Many buyers of men’s shoes, ladies’ shoes, children shoes, wholesale and retailers, could be seen trooping in and out of the showrooms either to make purchases or to place orders for designs that are very much in demand in their parts of the business world.

Ariaria International Market started as far back as the days of our colonial masters and has not ceased to produce quality goods, services and successful business men and women. Goods and service that cannot be found in Ariaria International Market does not exist. Some people consider it a tourist attraction.
The market has created employment for many and force hundreds of thousands out of poverty. It is reputed as one of the largest markets in the west coast of Africa and is comparable to and shares the same status with the ever-bustling Onitsha International Market. Known for their ingenuity, artisans who dot the entire landscape of the market have been able to invent products that compare with and even surpass the quality usually touted by foreign manufacturers.

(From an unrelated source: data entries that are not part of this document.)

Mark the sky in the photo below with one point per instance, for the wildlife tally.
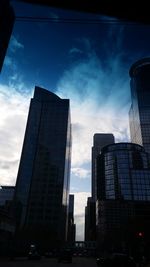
(80, 56)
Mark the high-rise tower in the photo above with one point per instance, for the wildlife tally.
(42, 187)
(139, 115)
(99, 141)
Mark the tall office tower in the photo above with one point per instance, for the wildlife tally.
(139, 114)
(90, 232)
(7, 18)
(42, 186)
(123, 191)
(71, 224)
(99, 141)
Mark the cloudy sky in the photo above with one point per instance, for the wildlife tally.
(84, 61)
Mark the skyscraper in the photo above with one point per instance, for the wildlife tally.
(139, 114)
(42, 186)
(123, 196)
(99, 141)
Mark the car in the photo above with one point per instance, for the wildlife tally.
(65, 256)
(116, 260)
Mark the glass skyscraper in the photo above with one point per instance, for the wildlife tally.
(123, 173)
(99, 141)
(139, 114)
(42, 186)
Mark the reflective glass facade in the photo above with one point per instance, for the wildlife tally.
(139, 114)
(123, 172)
(42, 187)
(99, 141)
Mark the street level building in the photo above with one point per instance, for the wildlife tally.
(123, 191)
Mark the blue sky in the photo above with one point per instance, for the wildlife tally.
(85, 62)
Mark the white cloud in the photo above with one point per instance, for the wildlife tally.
(80, 172)
(15, 44)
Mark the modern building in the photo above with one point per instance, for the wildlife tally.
(43, 182)
(7, 19)
(123, 192)
(7, 225)
(90, 220)
(99, 141)
(139, 114)
(71, 224)
(6, 194)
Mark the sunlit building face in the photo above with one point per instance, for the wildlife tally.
(139, 115)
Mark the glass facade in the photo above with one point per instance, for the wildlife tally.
(42, 187)
(99, 141)
(123, 196)
(139, 114)
(123, 172)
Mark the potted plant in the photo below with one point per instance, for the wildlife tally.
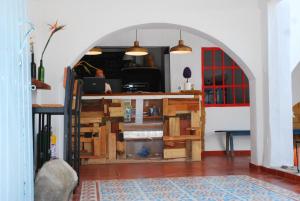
(187, 73)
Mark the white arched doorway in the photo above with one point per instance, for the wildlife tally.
(168, 30)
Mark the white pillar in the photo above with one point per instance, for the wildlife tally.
(278, 141)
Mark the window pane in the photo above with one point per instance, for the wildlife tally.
(228, 76)
(218, 58)
(207, 58)
(209, 96)
(219, 96)
(238, 76)
(229, 96)
(239, 97)
(246, 81)
(227, 60)
(218, 76)
(247, 95)
(208, 77)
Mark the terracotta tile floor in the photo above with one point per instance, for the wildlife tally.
(209, 166)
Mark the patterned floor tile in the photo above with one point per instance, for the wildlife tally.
(211, 188)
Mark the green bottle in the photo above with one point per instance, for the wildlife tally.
(41, 73)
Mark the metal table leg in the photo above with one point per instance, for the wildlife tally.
(227, 143)
(297, 156)
(231, 145)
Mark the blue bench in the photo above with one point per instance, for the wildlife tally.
(297, 142)
(231, 133)
(229, 138)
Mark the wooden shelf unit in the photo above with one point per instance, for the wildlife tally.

Both local goods can be found in Ariaria market. Nevertheless, most companies in Nigeria are still in existence today simply for the help of the market. For instance, the market has gone a long way in generating revenue for the country.

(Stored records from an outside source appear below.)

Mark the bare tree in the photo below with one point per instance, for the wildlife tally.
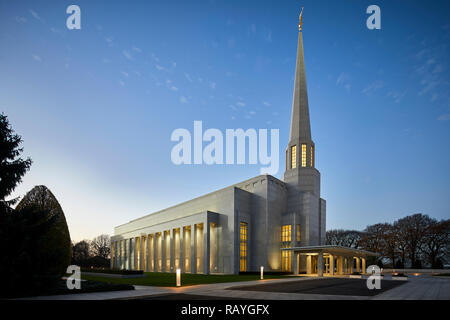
(411, 231)
(435, 242)
(80, 252)
(101, 246)
(345, 238)
(373, 238)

Nigerians prefer foreign-made shoes, and that is why one finds ‘Made-in-Italy’ on the products in order to sell the locally made goods.

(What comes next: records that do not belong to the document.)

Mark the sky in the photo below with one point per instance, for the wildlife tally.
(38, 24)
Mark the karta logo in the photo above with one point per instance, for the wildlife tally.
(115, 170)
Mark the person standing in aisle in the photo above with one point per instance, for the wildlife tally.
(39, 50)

Today, the market has lost its past glory. Most of the artisans have left their business due to lack of patronage and poor condition of the market. There are no more apprentices. They have all joined okada and tricycle (Keke) operation to fend for their families since the market is no longer generating enough income. Even those elderly and experienced ones, who could not stand hunger, have also joined okada business too. Some are now bricklayers.

Traders from other African countries went to Aba for shoes. They would come to the market and ask artisans to produce certain number of shoes or bags or other products for them. That was the Ariaria market of the old glory. It is no longer the case. The Nigerian market has been filled with China products which are very cheap but their durability is contestable.
Nigerians patronise these Chinese products, not only for the cheap prices, but because they are flashy. The penchant for foreign goods has forced local manufacturers to imitate foreign-made shoes; hence, they sometimes, imprint marks like made-in-Italy on their products.